In [20]:
import requests
import json
import pandas as pd
from sklearn.feature_extraction.text import TfidfVectorizer
from sklearn.neighbors import NearestNeighbors

## Initial Analysis of Squad Data Format

In [2]:
#importing the dataset into the notebook
!wget 'https://raw.githubusercontent.com/rajpurkar/SQuAD-explorer/master/dataset/train-v1.1.json'
with open("train-v1.1.json") as f:
  squad = json.load(f)

--2022-12-07 01:53:15--  https://raw.githubusercontent.com/rajpurkar/SQuAD-explorer/master/dataset/train-v1.1.json
Resolving raw.githubusercontent.com (raw.githubusercontent.com)... 185.199.108.133, 185.199.111.133, 185.199.109.133, ...
Connecting to raw.githubusercontent.com (raw.githubusercontent.com)|185.199.108.133|:443... connected.
HTTP request sent, awaiting response... 200 OK
Length: 30288272 (29M) [text/plain]
Saving to: ‘train-v1.1.json’


2022-12-07 01:53:19 (79.6 MB/s) - ‘train-v1.1.json’ saved [30288272/30288272]



In [3]:
squad['data'][0].keys()

dict_keys(['title', 'paragraphs'])

As we can see there are two keys in the dataset, title and paragraph 

Each title has many paragraph inside it, and for each paragraph there are many questions and corresponding answers.

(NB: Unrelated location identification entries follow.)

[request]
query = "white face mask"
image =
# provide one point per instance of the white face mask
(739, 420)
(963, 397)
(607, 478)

So there are 35 rows with title and paragraph keys in this dataset

## Preprocesing

In [4]:
import json

In [5]:
from google.colab import drive
drive.mount('/content/drive')

Mounted at /content/drive


In [6]:
# This file has been saved in my Google Drive
with open('/content/drive/MyDrive/merged_file.json', 'rb') as f:
  val_data= json.load(f)

print('Size of the complete dataset ' + str(len(val_data['data'])))

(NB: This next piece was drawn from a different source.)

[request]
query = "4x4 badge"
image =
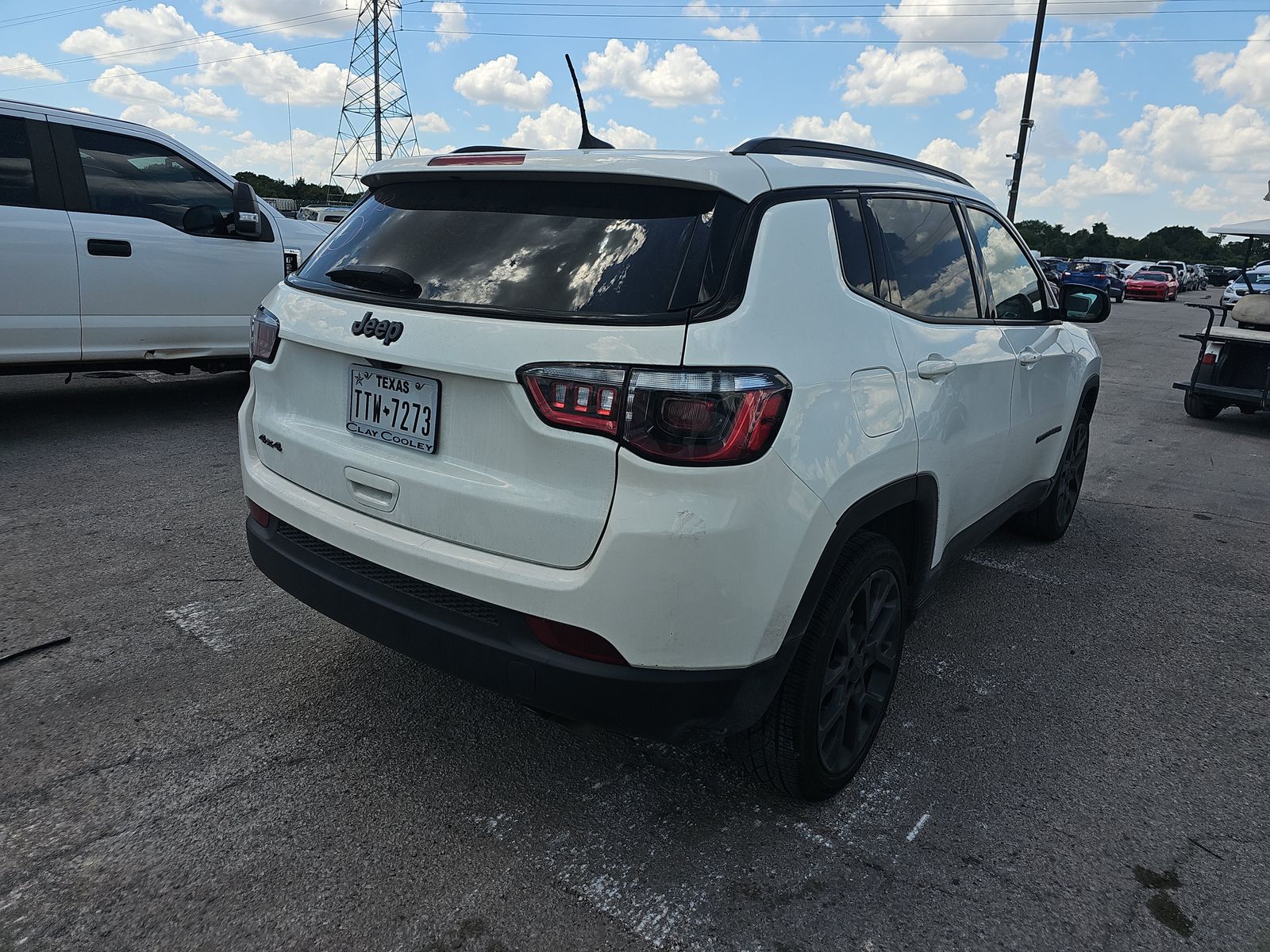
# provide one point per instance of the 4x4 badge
(368, 327)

Size of the complete dataset 151


In [7]:
import numpy as np
import pandas as pd

In [8]:
def squad_to_df(path):
    file = json.loads(open(path).read())

    json_data = pd.json_normalize(file, 'data')
    qas = pd.json_normalize(file, ['data','paragraphs','qas'])
    context = pd.json_normalize(file,['data','paragraphs'])
    
    #print(r['context'].values)

    contexts = np.repeat(context['context'].values, context.qas.str.len())
    qas['context'] = contexts

    data = qas[['id','question','context','answers']].set_index('id').reset_index()
    data['context_id'] = data['context'].factorize()[0]
    
    return data

In [9]:
data = squad_to_df('/content/drive/MyDrive/merged_file.json')
data.head()

Unnamed: 0,id,question,context,answers,context_id
0,597553,In which state is Los Angeles?,Los Angeles is a sprawling Southern California...,"[{'answer_id': 647225, 'document_id': 1202512,...",0
1,597555,What more can be told about the city?,Los Angeles is a sprawling Southern California...,"[{'answer_id': 647227, 'document_id': 1202512,...",0
2,597559,What are some iconic thing about the city?,Los Angeles is a sprawling Southern California...,"[{'answer_id': 647232, 'document_id': 1202512,...",0
3,597559,What are some iconic thing about the city?,New York City comprises 5 boroughs sitting whe...,"[{'answer_id': 647231, 'document_id': 1202511,...",1
4,598541,What could be said the geography of the city?,New York City comprises 5 boroughs sitting whe...,"[{'answer_id': 650227, 'document_id': 1202511,...",1


## Get Unique Documents

In [10]:
data[['context']].drop_duplicates().reset_index(drop=True)

Unnamed: 0,context
0,Los Angeles is a sprawling Southern California...
1,New York City comprises 5 boroughs sitting whe...
2,"Philadelphia, Pennsylvania’s largest city, is ..."
3,"Chicago, on Lake Michigan in Illinois, is amon..."
4,"Houston is a large metropolis in Texas, extend..."
...,...
146,"Rochester is a city on Lake Ontario, in New Yo..."
147,Des Moines is the capital city of Iowa. The go...
148,"Moreno Valley is a city in Riverside County, C..."
149,"Oxnard is a seaside city west of Los Angeles, ..."


In [38]:
vectorizer_cnf = {
    'lowercase': True,
    'stop_words': 'english',
    'analyzer': 'word',
    'binary': True,
}

nn_cnf = {
    'n_neighbors': 4,
    'metric': 'cosine' #'euclidean'
}

embedding = TfidfVectorizer(**vectorizer_cnf)
nearest_neighbor = NearestNeighbors(**nn_cnf)

In [None]:
import sklearn
sorted(sklearn.neighbors.VALID_METRICS['brute'])

In [39]:
X = embedding.fit_transform(data['context'])
nearest_neighbor.fit(X, data['context_id'])

NearestNeighbors(metric='cosine', n_neighbors=4)

In [45]:
text = 'What are the most popular things in Houston?'

vector = embedding.transform([text])
vector = embedding.inverse_transform(vector)

vector

[array(['popular', 'houston'], dtype='<U16')]

In [48]:
value = nearest_neighbor.kneighbors(embedding.transform([text]), return_distance=False)
selected = data.iloc[value[0][0]]['context']
selected

'Houston is a large metropolis in Texas, extending to Galveston Bay. It’s closely linked with the Space Center Houston, the coastal visitor center at NASA’s astronaut training and flight control complex. The city’s relatively compact Downtown includes the Theater District, home to the renowned Houston Grand Opera, and the Historic District, with 19th-century architecture and upscale restaurants.'